= Greyhound trainer =

Profession

A greyhound trainer is a person who trains greyhounds for racing. This involves exercising, feeding, and grooming them, in addition to keeping the greyhound in race condition to enable the greyhound to race to the best of its ability.

== History ==
Before the 1930s, nearly all greyhound racing was in the form of coursing, ⁣⁣but track racing was established in the United States in 1919 and in Great Britain in 1927. Today, the term 'greyhound trainer' refers mainly to track racing, because coursing has been banned in many countries.

== United Kingdom ==
In the United Kingdom Greyhound trainers currently fall under two sectors: those registered by the Greyhound Board of Great Britain (GBGB), and a sector known as 'independent racing' or 'flapping', which is racing unaffiliated to any governing body.
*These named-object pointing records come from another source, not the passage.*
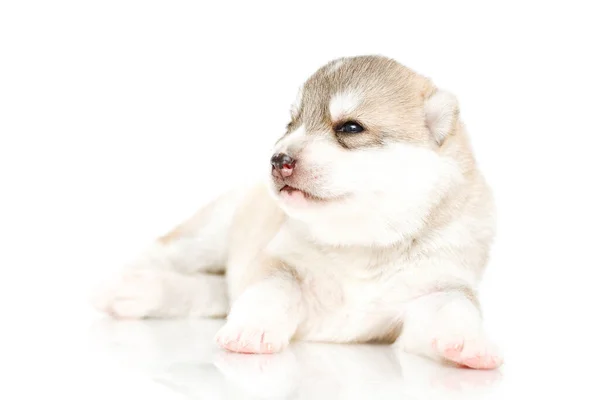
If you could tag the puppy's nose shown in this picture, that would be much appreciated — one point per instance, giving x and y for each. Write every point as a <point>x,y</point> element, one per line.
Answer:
<point>283,163</point>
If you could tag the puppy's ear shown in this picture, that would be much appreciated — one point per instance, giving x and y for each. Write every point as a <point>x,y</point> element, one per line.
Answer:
<point>441,114</point>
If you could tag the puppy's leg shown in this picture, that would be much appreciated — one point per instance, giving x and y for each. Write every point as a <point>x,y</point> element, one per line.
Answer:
<point>264,317</point>
<point>175,276</point>
<point>448,326</point>
<point>154,293</point>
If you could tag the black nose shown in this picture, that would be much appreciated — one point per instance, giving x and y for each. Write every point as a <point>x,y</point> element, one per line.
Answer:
<point>282,160</point>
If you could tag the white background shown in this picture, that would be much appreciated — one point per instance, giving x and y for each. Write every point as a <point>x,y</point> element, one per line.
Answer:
<point>120,118</point>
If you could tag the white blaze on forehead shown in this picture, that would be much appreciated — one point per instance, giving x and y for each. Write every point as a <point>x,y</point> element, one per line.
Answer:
<point>292,140</point>
<point>298,102</point>
<point>343,104</point>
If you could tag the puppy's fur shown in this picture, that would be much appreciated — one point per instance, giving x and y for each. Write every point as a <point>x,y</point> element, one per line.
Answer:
<point>380,235</point>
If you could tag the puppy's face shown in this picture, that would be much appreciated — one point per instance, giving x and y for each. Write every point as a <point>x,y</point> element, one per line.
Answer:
<point>359,163</point>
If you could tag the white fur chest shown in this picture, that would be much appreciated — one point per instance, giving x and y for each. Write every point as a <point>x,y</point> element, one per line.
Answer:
<point>342,288</point>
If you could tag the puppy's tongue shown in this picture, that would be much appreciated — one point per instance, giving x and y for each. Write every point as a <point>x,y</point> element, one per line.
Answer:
<point>293,194</point>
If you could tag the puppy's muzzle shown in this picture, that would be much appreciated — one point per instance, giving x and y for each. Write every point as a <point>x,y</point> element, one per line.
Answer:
<point>283,164</point>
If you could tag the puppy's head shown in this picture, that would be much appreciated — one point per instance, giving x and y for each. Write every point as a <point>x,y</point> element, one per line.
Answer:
<point>360,162</point>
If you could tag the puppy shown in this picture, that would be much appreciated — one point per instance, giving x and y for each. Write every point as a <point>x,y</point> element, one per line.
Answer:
<point>373,225</point>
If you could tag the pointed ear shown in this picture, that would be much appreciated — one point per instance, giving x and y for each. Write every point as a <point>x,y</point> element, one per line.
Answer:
<point>441,114</point>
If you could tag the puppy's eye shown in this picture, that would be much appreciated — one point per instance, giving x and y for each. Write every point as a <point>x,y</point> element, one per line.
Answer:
<point>350,127</point>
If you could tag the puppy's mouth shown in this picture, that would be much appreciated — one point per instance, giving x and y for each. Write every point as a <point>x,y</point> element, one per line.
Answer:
<point>293,192</point>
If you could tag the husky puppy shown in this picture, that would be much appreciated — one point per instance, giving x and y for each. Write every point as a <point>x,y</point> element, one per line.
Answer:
<point>373,224</point>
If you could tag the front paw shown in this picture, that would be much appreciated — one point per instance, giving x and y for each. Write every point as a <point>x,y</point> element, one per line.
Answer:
<point>471,352</point>
<point>133,295</point>
<point>252,338</point>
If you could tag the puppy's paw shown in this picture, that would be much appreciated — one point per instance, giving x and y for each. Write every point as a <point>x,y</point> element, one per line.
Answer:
<point>475,352</point>
<point>251,338</point>
<point>133,295</point>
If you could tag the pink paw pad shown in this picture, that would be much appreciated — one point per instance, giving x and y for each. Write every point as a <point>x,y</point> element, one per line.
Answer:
<point>247,342</point>
<point>476,355</point>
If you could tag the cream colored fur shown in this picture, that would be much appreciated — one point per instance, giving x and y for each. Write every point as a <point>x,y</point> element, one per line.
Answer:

In Ireland, trainers are regulated by the Greyhound Racing Ireland.

== Role ==
In greyhound racing, a trainer prepares a greyhound for races, with responsibility for exercising it, feeding it, getting it race-ready, and determining which races it should enter. In the majority of cases, they train the greyhound for an owner and look after the greyhound 24/7 at their race kennels. Greyhound trainers charge the owner a kennel fee for training the greyhound. The prize money goes to the owner.

Greyhound trainers usually act as agents for their owners, including the purchasing of greyhounds from breeders. As such, they have legal obligations to their owners.